Nearly every record that names a burial ground lists Red Hill Cemetery, Keller, Virginia—the same place now known as Snead’s Memorial Methodist Church Independent (historically tied to Snead’s United Methodist). That continuity, from at least 1916 through 1965, testifies to a multi-generational Methodist identity. The churchyard holds our people’s stories in stone—some inscriptions worn, some markers missing, but the ground still speaks.

💍 Marriage circles

Among the spouses of Appy and Mary Susan’s children, the MEARS surname appears most often (Rosa, Mary, and Kate all married Mears men), with additional unions to Walker and West. These marriages knit together neighboring Black farming and watermen families who shared pews, fields, and fortunes along the Keller–Accomac–Pungoteague corridor.

🤝 Associated families you’ll meet in the records

Mears, West, Sample, Ames, Hatton, Francis, Drummond, Taylor, Custis—names that show up in deeds, church rolls, and cemetery lists alongside Mapp, Harmon, Hargis, Giddens, and Palmer.

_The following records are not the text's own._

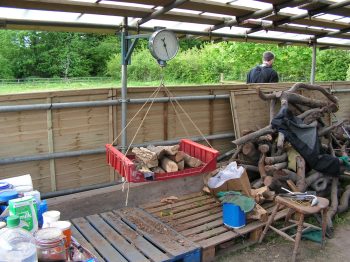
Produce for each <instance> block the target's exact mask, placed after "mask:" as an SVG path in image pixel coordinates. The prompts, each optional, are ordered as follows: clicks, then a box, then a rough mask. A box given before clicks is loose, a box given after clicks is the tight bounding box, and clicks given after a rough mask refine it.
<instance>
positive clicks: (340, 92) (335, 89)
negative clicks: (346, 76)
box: [331, 89, 350, 93]
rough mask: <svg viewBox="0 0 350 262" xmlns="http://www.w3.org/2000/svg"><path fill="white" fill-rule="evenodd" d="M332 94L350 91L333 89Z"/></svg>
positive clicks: (344, 92)
mask: <svg viewBox="0 0 350 262" xmlns="http://www.w3.org/2000/svg"><path fill="white" fill-rule="evenodd" d="M331 92H332V93H350V89H333V90H332V91H331Z"/></svg>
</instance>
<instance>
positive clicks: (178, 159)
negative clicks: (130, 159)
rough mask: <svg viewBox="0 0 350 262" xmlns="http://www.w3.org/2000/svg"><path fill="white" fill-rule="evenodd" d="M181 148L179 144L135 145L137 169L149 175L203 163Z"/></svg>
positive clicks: (194, 166) (190, 167) (199, 165)
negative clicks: (137, 146)
mask: <svg viewBox="0 0 350 262" xmlns="http://www.w3.org/2000/svg"><path fill="white" fill-rule="evenodd" d="M179 149H180V146H179V145H173V146H153V145H149V146H147V147H134V148H133V149H132V152H133V153H134V154H135V161H134V162H135V164H136V169H137V170H139V171H140V172H142V173H143V174H145V177H148V176H152V174H154V173H166V172H177V171H182V170H184V169H185V168H192V167H199V166H201V165H202V161H200V160H199V159H197V158H195V157H192V156H190V155H188V154H186V153H185V152H183V151H181V150H179Z"/></svg>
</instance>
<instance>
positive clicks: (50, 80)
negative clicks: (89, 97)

On a visit to Snead’s Memorial Methodist Church Independent and its cemetery, I found many worn or unmarked graves—quite possibly the graves of relatives whose names have faded. Find a Grave currently lists ~393 burials there. The absences matter too; they urge us to keep looking.

A Note on Enslavement—and a Doorway Back

One document from our extended line mentions an enslaver by name. Edward Mapp (brother of Appy) has a death record that reads: “Appie Palmer (called Mapp by his owner).” That single line is a doorway—linking our family directly to the plantation system and pointing to Palmer records in Accomack County. It’s rare to find an enslaver identified in a death certificate; this clue will help future researchers push farther back.

Conclusion: What’s Known—and the One Unknown

The “unknown” that still tugs at me is my maternal grandfather, William Joseph Jackson, Sr. He’s the one branch that remains stubbornly quiet. Through DNA and continued digging, I believe the unknown will become known—if not for me, then for those who come after.

Do you have an “unknown” that haunts your tree? Keep going. Follow the churchyards, the small notes in the margins, the cousins’ stories. Light has a way of finding the patient researcher—sometimes in our lifetime, sometimes in the hands of the next faithful keeper of the family story.